Phil Watkins of Australia and Bryn Davis of Philadelphia appeared at a news conference by video link with Irvin and his attorney.
Irvin has filed a $100 million defamation lawsuit against a “Jane Doe” and Marriott International Inc., alleging that a false misconduct claim on Feb. 5 caused him to be kicked out of the Renaissance Phoenix Downtown Hotel hotel and removed from the NFL Network’s Super Bowl week coverage.
Watkins said he saw “nothing at all” that could be considered inappropriate, and that Irvin and the woman shook hands and laughed.
“There was nothing untoward out of the interaction,” and Irvin soon left for the elevator as the woman went back toward the bar, Watkins said.
Irvin has insisted he did nothing wrong during the encounter with the woman and went to his room alone. He has said there was no inappropriate physical contact.
Irvin’s attorney, Levi McCathern, complained that Marriott has not adequately provided him with video footage of the encounter.
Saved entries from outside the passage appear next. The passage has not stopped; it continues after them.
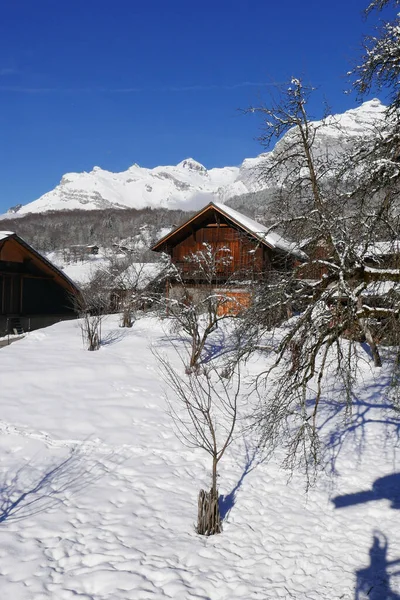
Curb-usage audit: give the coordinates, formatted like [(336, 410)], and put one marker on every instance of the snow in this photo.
[(273, 240), (179, 186), (83, 271), (113, 517), (5, 234)]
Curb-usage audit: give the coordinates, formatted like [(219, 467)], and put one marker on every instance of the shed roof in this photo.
[(47, 264)]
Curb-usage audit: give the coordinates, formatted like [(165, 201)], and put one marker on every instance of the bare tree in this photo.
[(340, 207), (92, 303), (127, 283), (204, 409)]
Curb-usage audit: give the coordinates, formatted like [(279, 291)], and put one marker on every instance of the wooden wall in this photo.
[(246, 253)]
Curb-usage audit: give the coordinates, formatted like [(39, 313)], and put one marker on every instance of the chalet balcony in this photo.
[(194, 273)]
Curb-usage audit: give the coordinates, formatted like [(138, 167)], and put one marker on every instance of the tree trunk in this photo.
[(369, 337), (209, 518)]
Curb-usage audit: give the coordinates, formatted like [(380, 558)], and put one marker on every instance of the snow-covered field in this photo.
[(99, 499)]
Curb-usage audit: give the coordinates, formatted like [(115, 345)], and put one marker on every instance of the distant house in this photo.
[(34, 293), (244, 250)]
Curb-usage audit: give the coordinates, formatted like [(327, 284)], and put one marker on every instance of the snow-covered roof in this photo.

McCathern said he was allowed to watch a short video in Marriott’s attorney offices on Tuesday but was not allowed to take a copy or make one.
The video showed Irvin and the woman meet and shake hands, and Irvin twice touched her elbow before leaving, McCathern said.
McCathern said he asked a judge to order Marriott to provide him with a copy.
“The allegations are nonsense,” McCathern said. “We need to immediately get Michael back to work, and I believe Renaissance needs to apologize.”
Marriott officials did not immediately respond to a request for comment.
Irvin, who appeared to tear up briefly at the new conference, complained that he hasn’t yet been allowed to see the video. And he compared the allegations and resulting fallout to Jim Crow-era persecution of Black men.
“I couldn’t even tell you what she looked like,” Irvin said. “This just blows my mind, that in 2023 we still dragging and hanging brothers by a tree.”